Das ist richtig. Unser Verein «Attraktiver Standort Bözberg-West» (ASB), seit Beginn in der Sache aktiv, und ich selbst wurden in Phase 1 und 2 nicht zugelassen. Mit der Begründung, «Kontingent erschöpft» und «das falsche Demokratieverständnis». Wenn man von oben herab die Leute auswählt, die in der Regionalkonferenz mitwirken dürfen und sich gegenüber Gruppierungen oder einzelnen Bürgern verschliesst, die sich im Dienst der Sache engagieren wollen, dann ist das eher eine Scheindemokratie. In einer echten Demokratie dürfen alle Einwohner mitreden, die Volksvertreter sind unabhängig, sie kennen die Volksmeinung und vertreten diese auch.
Haben Sie denn das Gefühl, dass die involvierten Verwaltungen, Behörden und Institutionen auf den Ebenen Bund, Kanton, Gemeinden und Regionalkonferenz die Meinung der Basis gar nicht kennen wollen?
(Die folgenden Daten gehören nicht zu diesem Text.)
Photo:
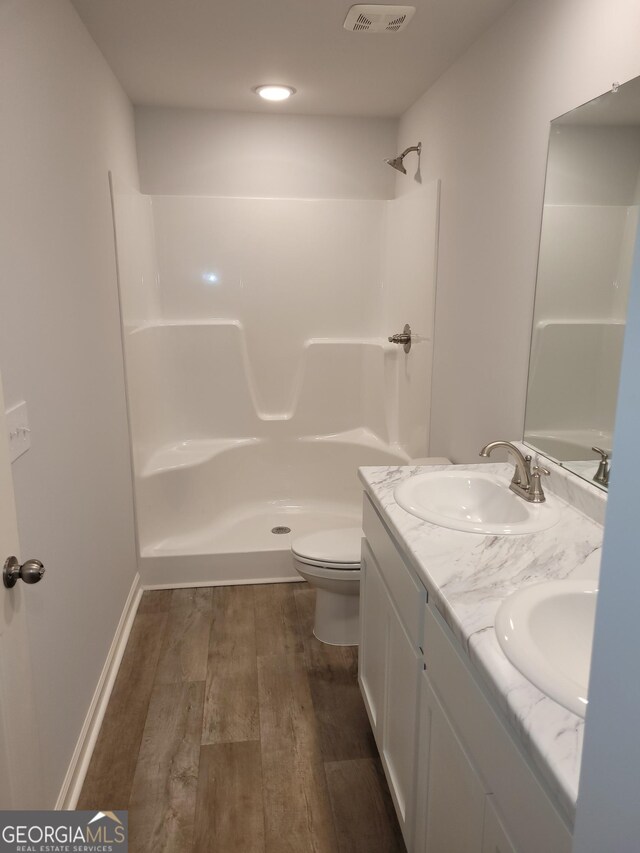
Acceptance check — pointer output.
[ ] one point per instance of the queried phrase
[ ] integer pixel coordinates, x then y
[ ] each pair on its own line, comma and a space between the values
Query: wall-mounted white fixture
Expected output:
19, 432
274, 92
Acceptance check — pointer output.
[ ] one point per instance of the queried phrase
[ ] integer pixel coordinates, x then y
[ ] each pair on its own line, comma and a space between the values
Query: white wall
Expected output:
607, 817
484, 127
65, 122
200, 152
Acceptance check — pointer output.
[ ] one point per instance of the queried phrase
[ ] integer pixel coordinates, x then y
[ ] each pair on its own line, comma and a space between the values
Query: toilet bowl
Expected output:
330, 561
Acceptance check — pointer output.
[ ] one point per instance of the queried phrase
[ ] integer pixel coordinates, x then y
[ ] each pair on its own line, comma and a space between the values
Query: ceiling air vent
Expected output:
378, 19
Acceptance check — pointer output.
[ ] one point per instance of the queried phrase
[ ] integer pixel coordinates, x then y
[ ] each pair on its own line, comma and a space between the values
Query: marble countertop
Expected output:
468, 575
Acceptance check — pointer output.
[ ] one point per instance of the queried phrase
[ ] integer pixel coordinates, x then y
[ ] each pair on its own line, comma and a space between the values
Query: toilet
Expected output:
330, 561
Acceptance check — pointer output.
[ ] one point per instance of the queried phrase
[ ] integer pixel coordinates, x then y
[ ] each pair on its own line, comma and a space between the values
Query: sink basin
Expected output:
546, 631
474, 502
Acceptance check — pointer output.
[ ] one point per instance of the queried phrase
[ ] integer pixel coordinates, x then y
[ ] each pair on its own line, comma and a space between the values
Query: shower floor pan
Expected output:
240, 545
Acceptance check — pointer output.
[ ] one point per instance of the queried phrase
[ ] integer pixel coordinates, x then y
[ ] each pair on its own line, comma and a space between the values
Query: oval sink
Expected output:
474, 502
546, 631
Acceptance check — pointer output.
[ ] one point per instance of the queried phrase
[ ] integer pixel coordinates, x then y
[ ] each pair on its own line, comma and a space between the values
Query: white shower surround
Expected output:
259, 375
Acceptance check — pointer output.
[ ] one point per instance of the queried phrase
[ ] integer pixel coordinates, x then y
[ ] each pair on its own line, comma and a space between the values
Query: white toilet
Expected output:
330, 561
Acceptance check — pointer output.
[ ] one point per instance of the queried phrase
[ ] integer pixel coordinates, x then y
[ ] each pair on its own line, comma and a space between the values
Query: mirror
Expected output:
587, 243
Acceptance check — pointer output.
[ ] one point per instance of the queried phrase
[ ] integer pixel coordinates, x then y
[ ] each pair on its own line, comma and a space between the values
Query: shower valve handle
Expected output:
403, 337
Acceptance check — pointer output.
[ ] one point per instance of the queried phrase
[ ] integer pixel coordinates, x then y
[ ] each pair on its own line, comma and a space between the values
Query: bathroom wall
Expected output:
65, 122
607, 815
202, 152
484, 127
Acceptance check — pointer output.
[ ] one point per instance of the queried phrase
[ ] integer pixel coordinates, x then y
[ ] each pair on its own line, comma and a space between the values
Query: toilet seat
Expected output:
337, 549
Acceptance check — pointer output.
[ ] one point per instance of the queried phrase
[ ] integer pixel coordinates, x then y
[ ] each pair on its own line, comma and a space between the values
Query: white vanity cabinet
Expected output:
390, 663
459, 780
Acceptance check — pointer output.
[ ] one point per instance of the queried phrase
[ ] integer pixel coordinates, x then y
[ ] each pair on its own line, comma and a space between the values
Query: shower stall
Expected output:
259, 371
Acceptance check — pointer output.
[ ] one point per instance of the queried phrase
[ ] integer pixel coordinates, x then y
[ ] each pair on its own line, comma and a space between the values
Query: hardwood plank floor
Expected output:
231, 701
362, 809
184, 651
114, 758
163, 796
231, 729
229, 812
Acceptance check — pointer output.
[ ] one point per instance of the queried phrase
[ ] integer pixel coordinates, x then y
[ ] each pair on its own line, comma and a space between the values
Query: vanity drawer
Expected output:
533, 822
408, 595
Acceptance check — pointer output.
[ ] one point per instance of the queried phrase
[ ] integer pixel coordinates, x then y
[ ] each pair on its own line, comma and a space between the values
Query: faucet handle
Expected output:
536, 490
537, 470
604, 469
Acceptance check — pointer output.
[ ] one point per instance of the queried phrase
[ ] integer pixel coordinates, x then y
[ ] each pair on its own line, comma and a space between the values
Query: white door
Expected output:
20, 768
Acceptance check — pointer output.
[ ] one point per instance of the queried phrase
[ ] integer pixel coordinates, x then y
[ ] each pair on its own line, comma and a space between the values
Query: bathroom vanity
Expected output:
477, 758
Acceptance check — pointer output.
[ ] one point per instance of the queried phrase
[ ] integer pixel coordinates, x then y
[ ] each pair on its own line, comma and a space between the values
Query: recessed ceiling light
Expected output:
271, 92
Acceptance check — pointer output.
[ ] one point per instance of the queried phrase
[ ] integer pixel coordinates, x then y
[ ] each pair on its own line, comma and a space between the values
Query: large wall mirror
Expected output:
587, 244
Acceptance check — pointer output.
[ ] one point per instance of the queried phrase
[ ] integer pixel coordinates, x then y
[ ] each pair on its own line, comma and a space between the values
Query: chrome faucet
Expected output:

Es ist nicht überall gleich. Im Kanton Zürich klappt vieles hervorragend. Dort werden die Einwohner im Dialog auf dem Laufenden gehalten. Die Gemeinden suchen aktiv den Kontakt mit ihren Einwohnern und gestalten ergänzende Info- und Diskussionsanlässe mit der Bevölkerung. Wie es eigentlich Aufgabe einer Gemeinde wäre. Bei uns im Aargau vermisse ich dieses Engagement. Demokratie funktioniert nur mit informierten Bürgern. Und das braucht den Willen und die Kultur dazu, sowie Zeit und Geduld.
Ende Januar organisierte das Bundesamt für Energie (BFE) in Laufenburg einen Infoanlass, für den sich nicht übermässig viele Leute interessierten. Mit Ermüdungserscheinungen an der Basis habe das nichts zu tun, sagt Heinz Oftinger.
Warum bleiben die Leute solchen Anlässen denn fern?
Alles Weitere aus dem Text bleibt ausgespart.